594Diese Einschätzung der Kammer steht auch im Einklang mit den Ausführungen des psychiatrischen Sachverständigen Dr. med. Aaa. . Dieser hat insoweit folgendes ausgeführt:
595Auch unter Berücksichtigung des Lebensalters sei zwar denkbar, aber nicht konkret absehbar, dass die Gefährlichkeit durch eine langjährige Haftzeit soweit reduziert werden könne, dass keine oder allenfalls noch eine geringe Gefahr bestehe, dass der Angeklagte erhebliche Straftaten, namentlich solche, durch welche die Opfer seelisch oder körperlich schwer geschädigt werden, begehen werde. Die Beurteilungsgrundlage für therapeutische Möglichkeiten sei wegen der dürftigen Informationen zur Persönlichkeit des Angeklagten ebenfalls dünn. Ein Leidensdruck mit dem Wunsch nach Veränderung – und damit eine Therapiemotivation – sei aber bei dem Angeklagten jedenfalls nicht ersichtlich.

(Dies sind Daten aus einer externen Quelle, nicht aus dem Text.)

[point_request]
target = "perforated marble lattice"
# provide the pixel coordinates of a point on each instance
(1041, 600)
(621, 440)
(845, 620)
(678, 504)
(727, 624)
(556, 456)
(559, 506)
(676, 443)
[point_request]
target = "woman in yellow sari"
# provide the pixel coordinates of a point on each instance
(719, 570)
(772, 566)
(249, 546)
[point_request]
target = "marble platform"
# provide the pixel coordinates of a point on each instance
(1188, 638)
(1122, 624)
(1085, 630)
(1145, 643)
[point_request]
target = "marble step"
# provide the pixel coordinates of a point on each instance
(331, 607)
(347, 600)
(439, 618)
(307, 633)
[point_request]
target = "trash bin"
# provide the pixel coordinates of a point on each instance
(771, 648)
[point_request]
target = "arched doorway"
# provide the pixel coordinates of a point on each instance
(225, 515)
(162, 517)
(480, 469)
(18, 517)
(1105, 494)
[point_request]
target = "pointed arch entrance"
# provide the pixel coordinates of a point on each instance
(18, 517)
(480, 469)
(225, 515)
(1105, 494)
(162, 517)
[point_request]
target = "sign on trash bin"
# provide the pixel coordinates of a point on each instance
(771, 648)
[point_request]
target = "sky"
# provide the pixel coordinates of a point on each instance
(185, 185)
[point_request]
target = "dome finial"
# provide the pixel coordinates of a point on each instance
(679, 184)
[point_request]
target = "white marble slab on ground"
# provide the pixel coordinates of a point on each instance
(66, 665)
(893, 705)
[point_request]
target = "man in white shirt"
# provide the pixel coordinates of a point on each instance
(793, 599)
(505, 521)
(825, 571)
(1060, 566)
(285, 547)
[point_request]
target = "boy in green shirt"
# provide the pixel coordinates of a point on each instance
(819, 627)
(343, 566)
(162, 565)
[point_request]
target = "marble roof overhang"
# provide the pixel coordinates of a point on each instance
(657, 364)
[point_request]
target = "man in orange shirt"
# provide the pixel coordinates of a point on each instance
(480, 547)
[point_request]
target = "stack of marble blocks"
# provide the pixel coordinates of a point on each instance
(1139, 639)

596Die Unterbringung des Angeklagten in der Sicherungsverwahrung erübrigt sich auch nicht bereits angesichts des Umstandes, dass der Angeklagte zu einer lebenslangen Freiheitsstrafe als Gesamtstrafe verurteilt worden ist und im Hinblick auf diese die besondere Schwere seiner Schuld festgestellt worden ist. Zwar ist zu bedenken, dass eine Aussetzung der lebenslangen Freiheitsstrafe zur Bewährung zugleich bedeutet, dass gemäß § 67d Abs. 2 S. 1 StGB auch die weitere Unterbringung in der Sicherungsverwahrung auszusetzen ist. Die insoweit maßgeblichen Unterschiede bestehen jedoch zum einen darin, dass der Täter, gegen den Sicherungsverwahrung angeordnet wurde, gemäß § 67d Abs. 2 S. 3 StGB unter Führungsaufsicht steht, wenn die Vollstreckung der Maßregel ausgesetzt wird. Zum anderen wird einem Sicherungsverwahrten nach § 66c StGB ein individuelles und intensives Behandlungskonzept angeboten, das geeignet ist, ihn zur Mitwirkung zu bewegen. Insbesondere findet hier eine intensive sozialtherapeutische Behandlung statt. Dieses Behandlungskonzept ist nach § 66c Abs. 2 StGB auch schon während des vorhergehenden Strafvollzugs und damit gerade auch dem zu einer lebenslänglichen Haftstrafe Verurteilten anzubieten, bei dem es regelmäßig wegen des Gleichlaufs des Prüfungsmaßstabs zu keiner Vollstreckung der Maßregel kommen dürfte und dem so bereits im Vollzug der Freiheitsstrafe ein gerichtlich effektiv durchsetzbarer Anspruch auf intensive Behandlung zusteht (vgl. BGH, Urteil vom 28.06.2017 – 5 StR 8/17; Urteil vom 28.06.2017 − 2 StR 178/16). Die Kammer macht in Ausübung des ihr zustehenden Ermessens von der Möglichkeit Gebrauch, durch die flankierende Anordnung der Maßregel eine solcherart intensive Behandlung bereits während der Vollstreckung der Strafe zu sichern, um die vom Angeklagten ausgehende Gefährlichkeit bereits frühzeitig zu mildern. Sie entnimmt den Angaben des Zeugen W. aus den Gesprächen mit dem Angeklagten, dass jedenfalls nicht gänzlich fernliegend erscheint, die erforderliche Mitwirkungsbereitschaft bei ihm wecken zu können. Dem Zeugen gegenüber hatte der Angeklagte seine grundsätzliche Bereitschaft zu einer Zusammenarbeit mit dem Psychologischen Dienst nach Durchführung des Strafverfahrens als möglich dargestellt.
597VIII.
598Die Kostenentscheidung beruht auf den §§ 465 Abs. 1, 472 Abs. 1 StPO.
[1] Die Kammer verwendet im Folgenden mit der Bezeichnung „Lfd. Nr.“ die Nummern aus dem schriftlichen Gutachten vom 16.01.2019 des Sachverständigen Dr. Hellmut Mahler.